I can’t keep lying to myself about the truth.
2
THE WAR INSIDE ME
It’s been nonstop raining the past couple of days, which sucks for a lot of reasons. Genevieve has been using it as an excuse for why she can’t hang with me, even if I know it’s because she wants more time away from me. I can’t play any card games with Thomas on his rooftop, or go on any job-hunting adventures with him. And I can’t stay outside and lose myself in a game of manhunt or Skelzies or anything without risking pneumonia. If there’s anything worse than being stuck in the smallest home ever with thoughts I shouldn’t be left alone with, it’s being stuck while coughing all over my brother’s stuff, who will in turn get sick, and then cough all over my stuff . . . and will get me sick again in a cruel, cruel cycle of screwing each other over until we’re both so immune we could eat candy off the floor of Washington Hospital’s ER.
But Mom has tasked me with post office duty today.
My little cousin’s birthday is tomorrow, and she needs me to overnight a gift to Albany. The umbrella I leave with gets its ass kicked by the wind within two minutes, and while paying twenty dollars for an umbrella has always seemed excessive to me, having to buy a new five-dollar umbrella every single time it rains just seems like shitty math on my behalf.
I walk the block to the post office, my bad mood growing heavier like a backpack of big-ass bricks I’m calling “THE WAR INSIDE ME.” The heaviest bricks are “GENEVIEVE HATES ME” and “I DON’T KNOW WHAT TO DO WITH THOMAS” and “I STILL MISS DAD.”

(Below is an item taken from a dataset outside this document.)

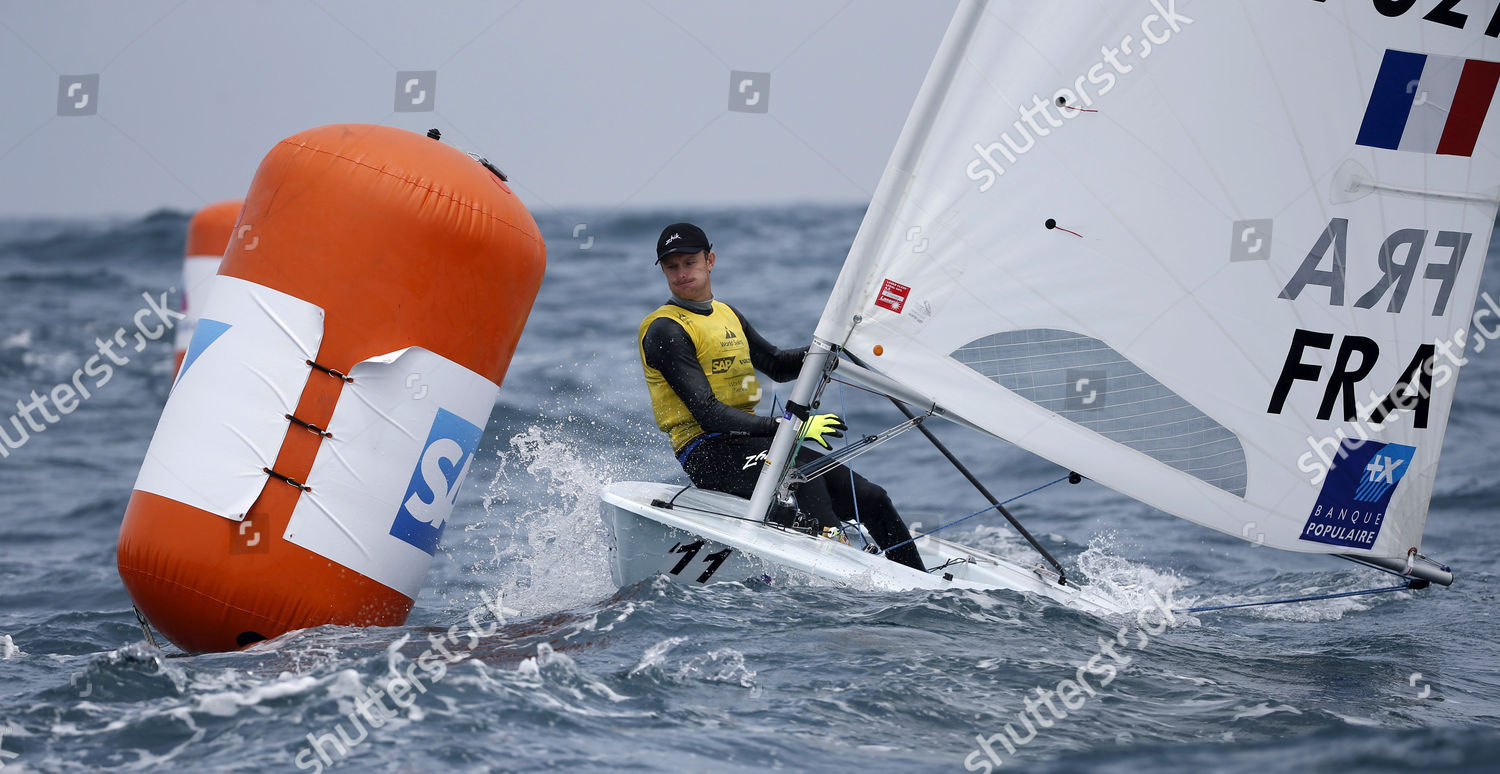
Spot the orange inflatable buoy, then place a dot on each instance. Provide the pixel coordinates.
(333, 393)
(207, 236)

The last brick weighs the most right now. This is the first time I’ve come near his old workplace since we lost him. When I was a kid I’d pretend I was a security guard outside the bedroom door, and only Mom would entertain my high-five fee if she wanted to enter, whereas Eric would storm past me.

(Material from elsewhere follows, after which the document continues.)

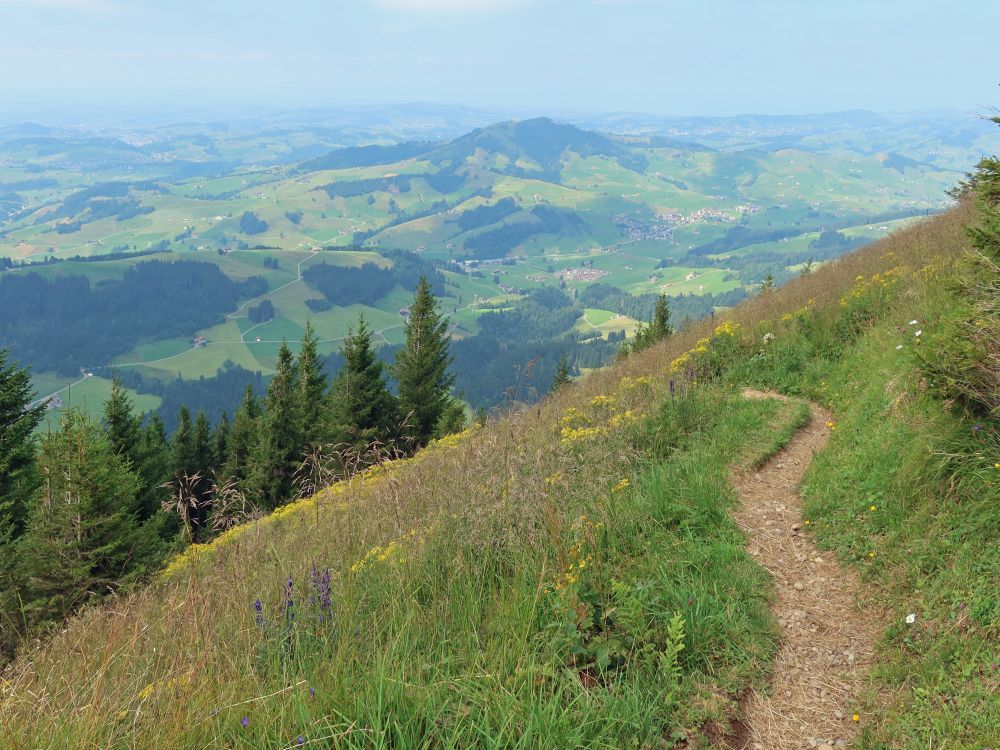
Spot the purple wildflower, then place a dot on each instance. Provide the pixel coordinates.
(289, 601)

The package is getting wet, and I’m risking pneumonia, so I rush inside before I can change my mind and walk the twelve blocks to the second-nearest post office. The line isn’t too bad. No one here recognizes me as the kid of the security guard who killed himself, so that’s a plus. The clerk hands me my receipt and on my way out, I spot Evangeline sitting down on the wooden bench by the envelopes and stationery, writing a postcard.
“Evangeline, hey,” I say.
She looks up. “Hey, kiddo. What brings you here?”
“Mailing some plush giraffe to my little cousin for her birthday. Who you writing to?”
“I broke some hearts back in London and promised to keep in touch. Didn’t give them my email either. It’s better this way.” Evangeline shows me all of the ten postcards she’s sending out. She signs her name and writes today’s date on a Yankee Stadium postcard. “Phillip was a sweet one, but his brother was falling for me too. I couldn’t come between family.”